The AI coding trap | Chris Loy

If you ever watch someone “coding”, you might see them spending far more time staring into space than typing on their keyboard.

It's a fine post, but two canards in here:

First, skilled engineers using LLMs to code also think and discuss and stare off into space before the source code starts getting laid down. In fact: I do a lot, lot more thinking and balancing different designs and getting a macro sense of where I'm going, because that's usually what it takes to get an LLM agent to build something decent. But now that pondering and planning gets recorded and distilled into a design document, something I definitely didn't have the discipline to deliver dependably before LLM agents.

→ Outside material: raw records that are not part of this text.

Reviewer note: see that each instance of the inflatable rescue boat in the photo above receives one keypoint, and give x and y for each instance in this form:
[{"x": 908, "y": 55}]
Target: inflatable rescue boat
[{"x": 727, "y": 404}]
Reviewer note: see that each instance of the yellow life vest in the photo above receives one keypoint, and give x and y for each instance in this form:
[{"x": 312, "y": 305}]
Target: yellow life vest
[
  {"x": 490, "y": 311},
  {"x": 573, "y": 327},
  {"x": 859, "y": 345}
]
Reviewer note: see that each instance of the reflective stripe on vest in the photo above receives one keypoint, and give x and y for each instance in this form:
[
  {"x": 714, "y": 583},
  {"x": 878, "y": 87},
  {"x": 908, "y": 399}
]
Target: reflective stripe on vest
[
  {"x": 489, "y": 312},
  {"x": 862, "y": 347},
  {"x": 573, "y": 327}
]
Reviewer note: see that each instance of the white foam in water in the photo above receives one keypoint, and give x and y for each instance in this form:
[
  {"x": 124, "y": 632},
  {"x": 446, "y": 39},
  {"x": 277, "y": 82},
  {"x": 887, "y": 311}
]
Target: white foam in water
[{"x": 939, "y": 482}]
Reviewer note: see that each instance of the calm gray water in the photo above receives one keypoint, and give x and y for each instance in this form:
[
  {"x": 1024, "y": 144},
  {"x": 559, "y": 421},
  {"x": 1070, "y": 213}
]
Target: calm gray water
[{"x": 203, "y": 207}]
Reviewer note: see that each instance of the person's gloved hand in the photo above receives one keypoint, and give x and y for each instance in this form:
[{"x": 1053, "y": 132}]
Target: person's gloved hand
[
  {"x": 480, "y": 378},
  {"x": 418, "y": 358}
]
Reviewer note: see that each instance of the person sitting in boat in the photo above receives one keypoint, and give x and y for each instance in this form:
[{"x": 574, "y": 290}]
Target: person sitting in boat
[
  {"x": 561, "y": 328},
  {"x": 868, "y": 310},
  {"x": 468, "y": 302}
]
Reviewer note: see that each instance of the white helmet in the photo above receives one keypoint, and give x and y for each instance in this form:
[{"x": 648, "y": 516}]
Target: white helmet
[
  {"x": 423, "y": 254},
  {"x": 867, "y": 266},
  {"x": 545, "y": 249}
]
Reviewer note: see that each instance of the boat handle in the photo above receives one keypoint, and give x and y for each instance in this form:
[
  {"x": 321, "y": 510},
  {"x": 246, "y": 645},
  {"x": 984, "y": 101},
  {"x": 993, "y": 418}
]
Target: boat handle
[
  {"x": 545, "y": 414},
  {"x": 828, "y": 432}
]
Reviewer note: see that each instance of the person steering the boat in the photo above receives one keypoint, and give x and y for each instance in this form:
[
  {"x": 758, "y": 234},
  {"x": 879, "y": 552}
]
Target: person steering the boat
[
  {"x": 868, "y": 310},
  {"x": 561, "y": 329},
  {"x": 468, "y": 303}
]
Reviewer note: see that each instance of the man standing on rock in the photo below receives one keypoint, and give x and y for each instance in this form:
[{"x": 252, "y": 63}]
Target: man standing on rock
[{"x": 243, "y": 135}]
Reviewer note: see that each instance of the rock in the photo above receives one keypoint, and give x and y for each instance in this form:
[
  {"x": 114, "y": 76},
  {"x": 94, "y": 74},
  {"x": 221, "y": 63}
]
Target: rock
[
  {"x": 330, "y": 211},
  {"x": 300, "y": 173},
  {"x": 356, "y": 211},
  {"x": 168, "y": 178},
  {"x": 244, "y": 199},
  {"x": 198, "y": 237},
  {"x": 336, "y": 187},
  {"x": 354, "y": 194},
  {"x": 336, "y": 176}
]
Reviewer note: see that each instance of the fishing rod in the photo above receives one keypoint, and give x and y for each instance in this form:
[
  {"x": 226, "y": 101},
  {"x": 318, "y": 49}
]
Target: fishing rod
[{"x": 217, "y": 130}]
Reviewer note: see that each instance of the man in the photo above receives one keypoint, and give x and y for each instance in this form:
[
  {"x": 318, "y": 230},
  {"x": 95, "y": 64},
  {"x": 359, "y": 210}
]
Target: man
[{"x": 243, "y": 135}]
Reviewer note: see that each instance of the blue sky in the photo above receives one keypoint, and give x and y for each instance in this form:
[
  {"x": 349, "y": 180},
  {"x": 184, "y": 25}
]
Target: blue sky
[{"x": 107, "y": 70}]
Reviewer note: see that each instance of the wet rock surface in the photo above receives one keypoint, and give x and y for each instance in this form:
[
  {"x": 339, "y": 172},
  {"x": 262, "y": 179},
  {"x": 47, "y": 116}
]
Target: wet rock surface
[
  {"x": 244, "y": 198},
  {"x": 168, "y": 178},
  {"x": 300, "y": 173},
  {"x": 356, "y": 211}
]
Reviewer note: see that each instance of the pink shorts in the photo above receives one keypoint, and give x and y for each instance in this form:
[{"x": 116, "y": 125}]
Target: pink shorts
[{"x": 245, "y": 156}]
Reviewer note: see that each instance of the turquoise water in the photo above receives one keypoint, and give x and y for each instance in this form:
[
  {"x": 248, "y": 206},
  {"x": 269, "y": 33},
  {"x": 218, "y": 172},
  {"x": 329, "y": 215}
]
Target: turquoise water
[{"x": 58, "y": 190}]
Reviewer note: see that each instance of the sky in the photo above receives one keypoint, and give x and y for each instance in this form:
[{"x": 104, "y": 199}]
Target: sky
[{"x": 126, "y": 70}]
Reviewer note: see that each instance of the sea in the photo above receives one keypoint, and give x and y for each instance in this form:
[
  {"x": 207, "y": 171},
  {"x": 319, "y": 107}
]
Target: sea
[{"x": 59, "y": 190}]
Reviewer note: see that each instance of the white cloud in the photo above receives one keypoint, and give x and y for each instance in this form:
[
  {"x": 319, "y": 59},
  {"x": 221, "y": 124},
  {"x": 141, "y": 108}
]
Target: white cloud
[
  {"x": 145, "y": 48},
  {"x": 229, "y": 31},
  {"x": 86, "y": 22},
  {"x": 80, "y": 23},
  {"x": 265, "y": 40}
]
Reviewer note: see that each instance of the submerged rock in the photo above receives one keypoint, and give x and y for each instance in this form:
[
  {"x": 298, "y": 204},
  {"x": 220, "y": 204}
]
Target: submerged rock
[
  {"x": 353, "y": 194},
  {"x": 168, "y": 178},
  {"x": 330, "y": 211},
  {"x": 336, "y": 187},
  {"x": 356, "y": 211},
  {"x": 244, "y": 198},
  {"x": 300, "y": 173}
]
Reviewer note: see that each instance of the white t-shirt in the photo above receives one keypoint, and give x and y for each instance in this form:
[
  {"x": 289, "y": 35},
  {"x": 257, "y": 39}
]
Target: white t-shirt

Most of my initial prompts to agents start with "DO NOT WRITE ANY CODE YET."

Second, this idea that LLMs are like junior developers that can't learn anything. First, no they're not. Early-career developers are human beings. LLMs are tools. But the more general argument here is that there's compounding value to working with an early-career developer and there isn't with an LLM. That seems false: the LLM may not be learning anything, but I am. I use these tools much more effectively now than I did 3 months ago. I think we're in the very early stages of figuring how to get good product out of them. That's obvious compounding value.

>First, skilled engineers using LLMs to code also think and discuss and stare off into space before the source code starts getting laid down

Yes, and the thinking time is a significant part of overall software delivery, which is why accelerating the coding part doesn't dramatically change overall productivity or labor requirements.

This logic doesn't even cohere. Thinking is a significant part of software delivery. So is getting actual code to work.
Which part of the third chart do you disagree with?
Here we're really arguing about his first chart, which I agree with, and you do not.
I’m not following. It seems straightforward enough, and consistent with both charts, that a dramatic speedup in coding yields a more modest improvement in overall productivity because typing code is a minority of the work. Is your contention here that the LLM not only documents, but accelerates the thinking part too?
It does, for sure, and I said that in my comment, but no, the point I'm making is that this article isn't premised on thinking being an order of magnitude more work than coding. See: first chart in article.